Plouédern [pluedɛʁn] est une commune du département du Finistère, dans la région Bretagne, en France.

Sommaire

GéographieModifier

 
Carte de la commune de Plouédern

DescriptionModifier

La commune de Plouédern est située dans le Léon, partie nord du département du Finstère, juste au nord de la ville de Landerneau. Son finage est délimité au sud-est par le fleuve côtier Élorn, à l'est et au sud-ouest par deux petits affluents de rive droite de ce dernier ; à l'ouest et au nord-ouest ce sont des ruisseaux affluents de rive gauche de l'Aber-Wrac'h qui lui servent de limite avec les communes de Ploudaniel, Saint-Thonan et Trémaouézan. La partie sud du territoire communal (le quartier de Kergoat) est désormais englobée dans l'agglomération de Landerneau dont elle forme un quartier périphérique.

L'essentiel du territoire communal est constitué d'un morceau du plateau du Léon, compris entre 60 mètres et une centaine de mètres d'altitude, atteignant même 110 mètres dans la zone industrielle de Saint-Éloi ; ce plateau est toutefois échancré, principalement dans la partie méridionale de la commune, par les vallées des affluents de l'Élorn et qui dessinent un relief en creux atteignant seulement 8 mètres d'altitude dans la vallée même de l'Élorn, où se trouve l'usine de traitement des eaux de Pont-ar-Bled, qui alimente en eau potable la ville de Brest et une bonne partie du Pays de Brest[1].

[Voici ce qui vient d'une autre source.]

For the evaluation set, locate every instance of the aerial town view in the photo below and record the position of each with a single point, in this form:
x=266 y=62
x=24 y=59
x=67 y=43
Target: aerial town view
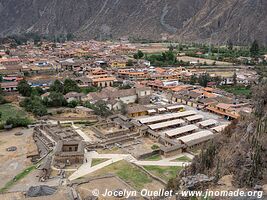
x=125 y=100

Le bourg de Plouédern est situé en position relativement centrale au sein du territoire communal, vers 90 mètres d'altitude. Il a beaucoup grossi ces dernières décennies en raison de la création de plusieurs lotissements.

Le paysage agraire traditionnel était le bocage avec un habitat dispersé en de nombreux hameaux. Mais ce paysage a été beaucoup transformé en raison de la périurbanisation.

Le territoire communal est traversé par la voie express RN 12 qui traverse la commune en son milieu, passant même dans le bord du bourg (les quartiers de Bégavel et Ty Névez sont au nord de cette voie express, alors que le reste du bourg est au sud). La commune est desservie par l'échangeur de Saint-ÉLoi (situé sur le territoire de la commune voisine de Ploudaniel) autour duquel une zone industrielle, dite de Saint-Éloi, s'est développée, comprenant notamment le siège social de la société Le Comptoir Irlandais, située sur le territoire communal de Plouédern. Par ailleurs, la commune est desservie par la route départementale no 29, allant de Landerneau à Plounéventer.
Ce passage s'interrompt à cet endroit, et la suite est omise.